Convert quadratic bezier curve to parabola
A quadratic Bézier curve is a segment of a parabola. If the $3$ control points and the quadratic Bézier curve are known, how do you calculate the equation of the parabola (which is an $y=f(x)$ function) that this Bézier curve is a part of? (algebraically)
So in the image, the red curve is known, how do you find the equation $y=ax^{2}+bx+c$ for the black curve?

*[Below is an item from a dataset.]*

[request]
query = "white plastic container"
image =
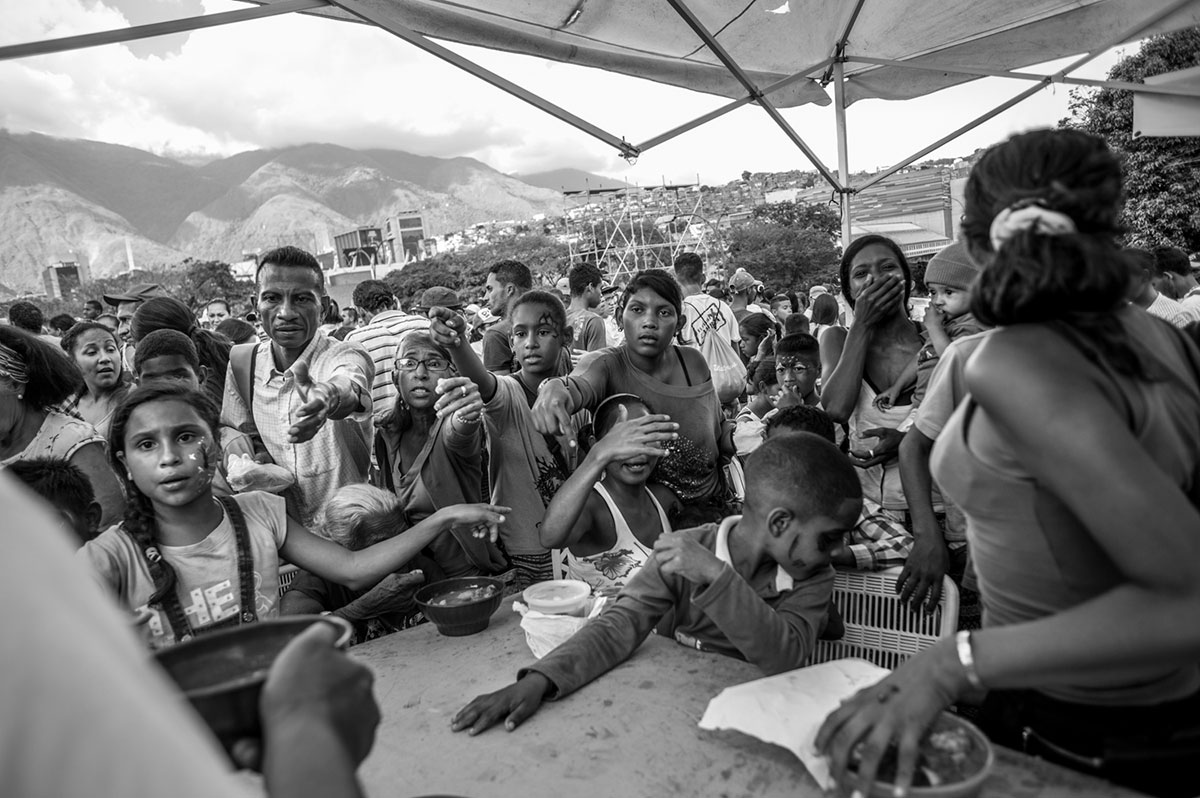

This is accidentally a special case because the control polygon is a horizontal & a vertical segment, but a general solution can be worked out I hope.
It's actually the opposite direction of this question.
Solution 1:
In Theorem $3.4$ of this paper, a more general algorithm for finding the the conic associated with a rational quadatic spline is derived. Specialized for non-rational quadratic splines and parabolas, we get the equation for the parabola $$ \begin{bmatrix}x&y&1\end{bmatrix}Q\begin{bmatrix}x\\y\\1\end{bmatrix}=0 $$ where $$ Q=2\left(uw^T+wu^T\right)-vv^T $$ and, using $a=p_0$, $b=p_1$, and $c=p_2$, $$ u=\begin{bmatrix}b_y-c_y\\c_x-b_x\\b_xc_y-b_yc_x\end{bmatrix}\\ v=\begin{bmatrix}c_y-a_y\\a_x-c_x\\c_xa_y-c_ya_x\end{bmatrix}\\ w=\begin{bmatrix}a_y-b_y\\b_x-a_x\\a_xb_y-a_yb_x\end{bmatrix} $$
Solution 2:
If your quadratic Bezier curve is indeed a segment between $[x_1, x_3]$ of function $f(x)=ax^2+bx+c$, then there must be a relationship between the three control points as
$P_1=(x_1,y_1)=(x_1,f(x_1))$
$P_2=(x_2, y_2)=(\frac{x_1+x_3}{2}, \frac{x_3-x_1}{2}(2ax_1+b)+y_1)$
$P_3=(x_3,y_3)=(x_3,f(x_3))$.
Although all quadric Bezier curve is part of a certain parabola, not all parabola can be represented as $f(x)=ax^2+bx+c$ (for example, the black curve shown in your picture). So, the first thing you need to do is check if $x_2 =\frac{x_1+x_3}{2}$. If this check fails, then your quadratic Bezier curve is not a segment of $f(x)=ax^2+bx+c$.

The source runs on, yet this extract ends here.